Correct Answers: A. "Take your temperature twice each day." C. "It is important to wear shoes always." E. "Avoid using tampons." Clients who are postoperative from bone marrow transplants are immunosuppressed and should continually monitor for manifestations of infection. A temperature that is greater than 38°C (100°F) should be reported immediately to the provider. The client should wear shoes to prevent injury and decrease the risk of infection. The use of tampons is discouraged because they can disrupt the mucosal layer of the vagina and may support the growth of bacteria if left in place for too long.

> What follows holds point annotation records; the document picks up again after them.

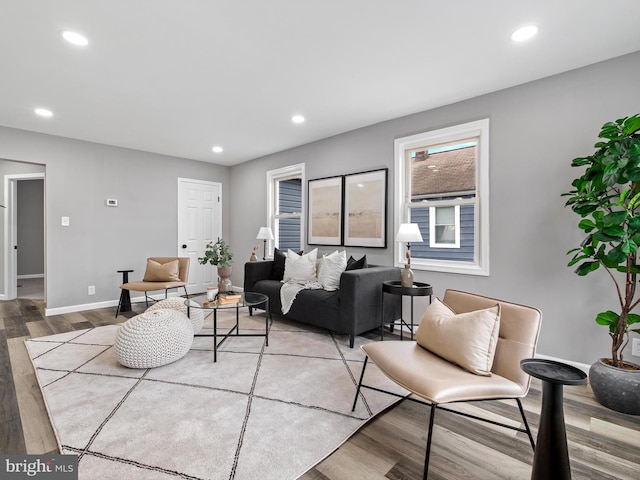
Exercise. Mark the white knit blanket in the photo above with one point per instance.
(290, 290)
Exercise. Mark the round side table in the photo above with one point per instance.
(551, 458)
(395, 288)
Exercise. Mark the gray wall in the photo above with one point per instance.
(8, 167)
(30, 232)
(536, 130)
(101, 240)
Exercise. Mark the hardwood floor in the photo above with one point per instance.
(602, 444)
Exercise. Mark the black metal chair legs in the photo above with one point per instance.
(433, 407)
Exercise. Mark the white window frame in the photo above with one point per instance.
(274, 176)
(402, 201)
(432, 227)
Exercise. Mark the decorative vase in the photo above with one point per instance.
(406, 276)
(616, 388)
(224, 283)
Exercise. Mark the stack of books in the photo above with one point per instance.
(225, 298)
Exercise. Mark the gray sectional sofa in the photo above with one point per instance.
(355, 308)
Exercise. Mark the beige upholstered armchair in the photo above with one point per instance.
(468, 347)
(162, 273)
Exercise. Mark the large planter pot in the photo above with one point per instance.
(224, 283)
(616, 388)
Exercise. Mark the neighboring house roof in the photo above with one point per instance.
(444, 172)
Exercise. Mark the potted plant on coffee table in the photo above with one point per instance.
(219, 254)
(607, 198)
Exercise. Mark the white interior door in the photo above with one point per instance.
(199, 222)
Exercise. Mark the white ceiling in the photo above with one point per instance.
(179, 76)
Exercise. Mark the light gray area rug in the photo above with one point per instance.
(260, 412)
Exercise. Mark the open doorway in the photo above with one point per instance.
(24, 239)
(30, 239)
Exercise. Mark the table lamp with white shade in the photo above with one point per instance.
(408, 232)
(265, 234)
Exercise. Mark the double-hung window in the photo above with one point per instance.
(442, 184)
(285, 206)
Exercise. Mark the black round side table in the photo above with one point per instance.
(551, 458)
(394, 287)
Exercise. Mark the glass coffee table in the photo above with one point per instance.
(247, 299)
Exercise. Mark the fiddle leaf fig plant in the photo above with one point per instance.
(607, 199)
(217, 254)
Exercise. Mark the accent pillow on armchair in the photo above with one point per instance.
(162, 272)
(466, 339)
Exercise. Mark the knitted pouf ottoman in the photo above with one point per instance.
(177, 303)
(154, 338)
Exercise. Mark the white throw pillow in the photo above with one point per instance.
(466, 339)
(300, 268)
(331, 268)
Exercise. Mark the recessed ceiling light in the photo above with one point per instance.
(43, 112)
(75, 38)
(524, 33)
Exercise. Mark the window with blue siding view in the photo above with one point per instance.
(287, 217)
(443, 194)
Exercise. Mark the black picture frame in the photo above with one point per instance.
(365, 209)
(325, 210)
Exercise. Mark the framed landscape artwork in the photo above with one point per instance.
(325, 211)
(365, 209)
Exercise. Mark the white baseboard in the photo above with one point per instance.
(93, 306)
(31, 275)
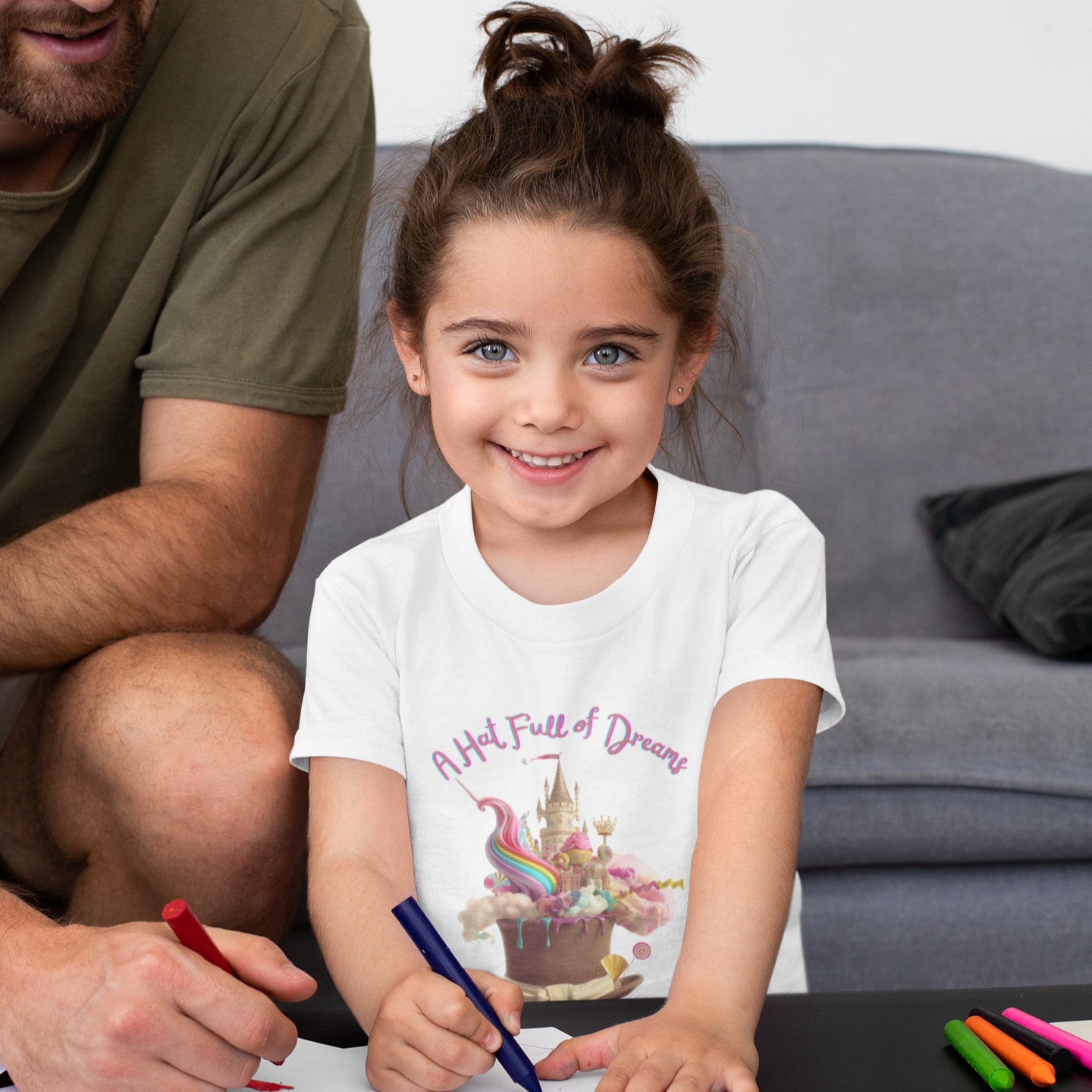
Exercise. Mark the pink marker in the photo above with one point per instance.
(1080, 1049)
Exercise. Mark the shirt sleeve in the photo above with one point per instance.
(778, 615)
(261, 308)
(350, 700)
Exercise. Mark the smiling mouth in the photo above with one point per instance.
(74, 37)
(544, 460)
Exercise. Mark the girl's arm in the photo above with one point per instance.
(423, 1032)
(752, 772)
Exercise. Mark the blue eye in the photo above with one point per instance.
(607, 356)
(494, 352)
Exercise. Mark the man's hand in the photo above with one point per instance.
(429, 1037)
(205, 543)
(129, 1008)
(686, 1052)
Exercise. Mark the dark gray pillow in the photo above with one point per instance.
(1025, 551)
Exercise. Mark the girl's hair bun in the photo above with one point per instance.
(538, 52)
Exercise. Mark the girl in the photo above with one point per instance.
(573, 708)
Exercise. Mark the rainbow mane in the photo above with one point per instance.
(509, 854)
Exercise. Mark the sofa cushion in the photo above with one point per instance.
(947, 927)
(1025, 553)
(928, 325)
(951, 752)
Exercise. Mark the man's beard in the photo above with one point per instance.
(57, 97)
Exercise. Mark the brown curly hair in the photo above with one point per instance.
(573, 129)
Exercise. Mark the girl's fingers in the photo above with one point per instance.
(435, 1045)
(632, 1072)
(438, 1066)
(450, 1009)
(505, 996)
(580, 1054)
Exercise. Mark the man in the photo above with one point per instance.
(178, 186)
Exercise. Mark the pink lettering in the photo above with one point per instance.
(516, 729)
(614, 748)
(489, 736)
(438, 759)
(466, 752)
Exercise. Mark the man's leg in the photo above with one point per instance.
(155, 769)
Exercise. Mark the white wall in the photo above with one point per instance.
(998, 77)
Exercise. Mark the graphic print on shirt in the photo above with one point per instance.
(556, 899)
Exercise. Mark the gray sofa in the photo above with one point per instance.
(926, 325)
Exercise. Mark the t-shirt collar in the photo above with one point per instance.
(585, 618)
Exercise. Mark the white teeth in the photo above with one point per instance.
(544, 460)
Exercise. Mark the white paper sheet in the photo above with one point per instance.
(314, 1067)
(1080, 1028)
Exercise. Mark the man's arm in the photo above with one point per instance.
(206, 541)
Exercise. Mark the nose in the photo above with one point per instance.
(550, 399)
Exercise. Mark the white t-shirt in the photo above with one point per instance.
(577, 726)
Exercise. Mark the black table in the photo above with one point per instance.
(856, 1042)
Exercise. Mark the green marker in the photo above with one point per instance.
(978, 1056)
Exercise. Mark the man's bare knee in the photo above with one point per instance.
(164, 769)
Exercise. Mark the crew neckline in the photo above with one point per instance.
(80, 165)
(585, 618)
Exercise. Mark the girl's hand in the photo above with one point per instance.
(686, 1052)
(429, 1037)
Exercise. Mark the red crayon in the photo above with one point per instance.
(193, 935)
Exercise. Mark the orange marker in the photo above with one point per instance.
(1012, 1053)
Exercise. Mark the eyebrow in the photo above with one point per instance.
(501, 328)
(487, 325)
(598, 333)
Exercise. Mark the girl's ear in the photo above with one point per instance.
(409, 350)
(688, 367)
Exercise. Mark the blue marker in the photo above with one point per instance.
(441, 959)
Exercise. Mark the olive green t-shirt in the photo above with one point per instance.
(203, 246)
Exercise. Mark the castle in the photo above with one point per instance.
(561, 814)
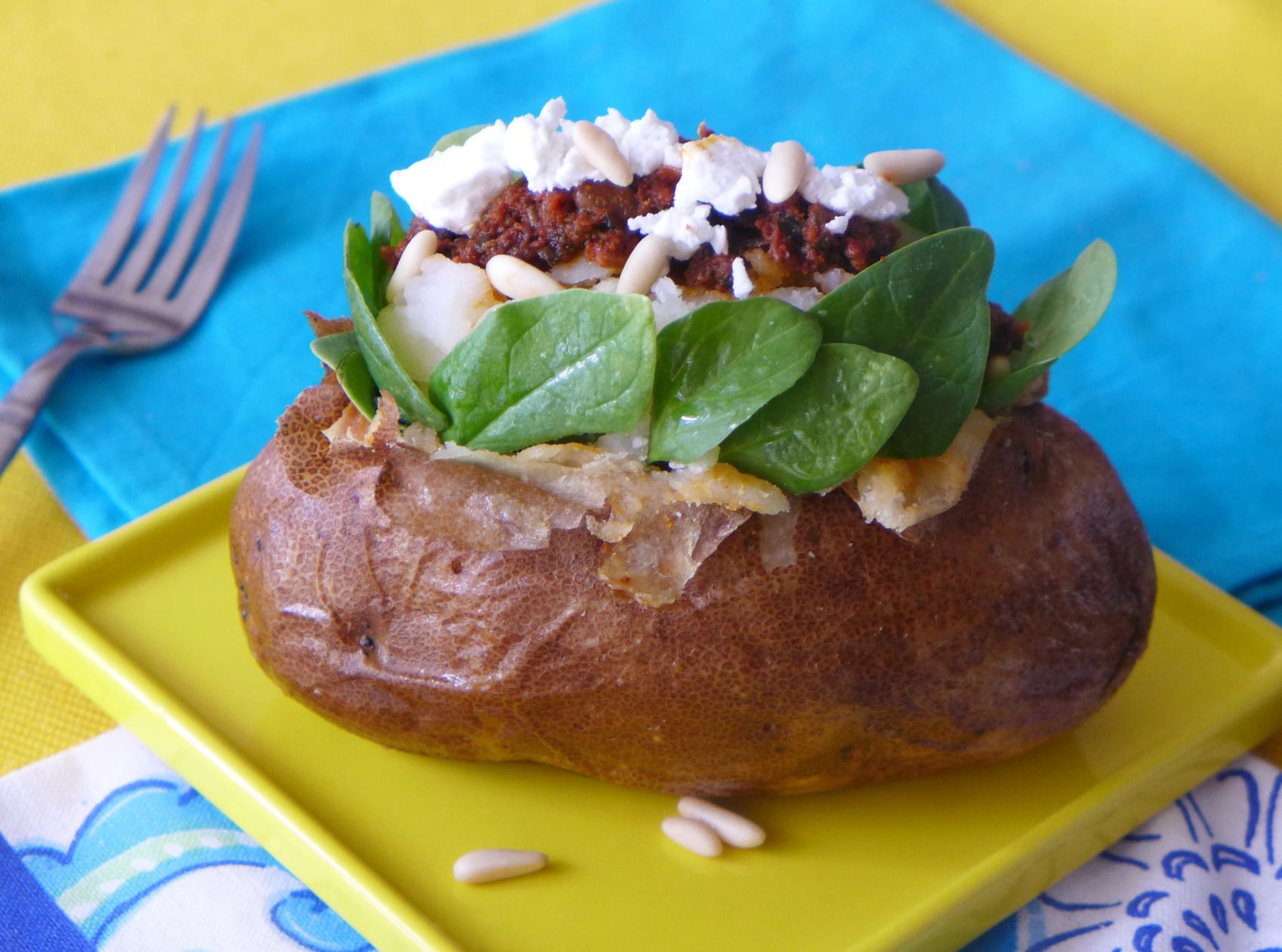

A nurse is updating the plan of care for a client who is to receive total parenteral nutrition (TPN). Which of the following actions should the nurse include in the plan? (Select all that apply.) A. Weigh the client daily B. Obtain a serum blood glucose every 4 hr C. Apply a new dressing to the client's IV site every 5 days D. Change the IV tubing every 24 hr E. Infuse the TPN through a peripheral IV site

Correct Answers: A. Weigh the client daily B. Obtain a serum blood glucose every 4 hr D. Change the IV tubing every 24 hr The nurse should weigh the client daily while receiving TPN. Clients who are receiving TPN are typically malnourished; therefore, the client's weight needs to be monitored closely. Fluid retention can also be an indication that the client is not digesting the TPN, and the rate of the transfusion might need to be decreased. The nurse should also obtain the client's serum blood glucose; insulin can be given if needed. Finally, the nurse should change the client's IV tubing every 24 hours to prevent bacteria from developing in the client's tubing.

A nurse is talking with a group of women at a community center about the current recommendations for early detection of breast cancer. The nurse should explain which of the following options? A. Begin monthly breast self-examinations at age 40 B. Have a clinical breast examination each year after age 30 C. Begin annual mammograms at age 40 D. Have breast magnetic resonance imaging every 5 years after age 50

Women should begin performing monthly breast self-examinations at 20 years of age. From 20 to 39 years of age, women should undergo a breast examination by a health care provider every 3 years. Women older than 40 years of age should have annual breast examinations by a health care provider and an annual mammogram.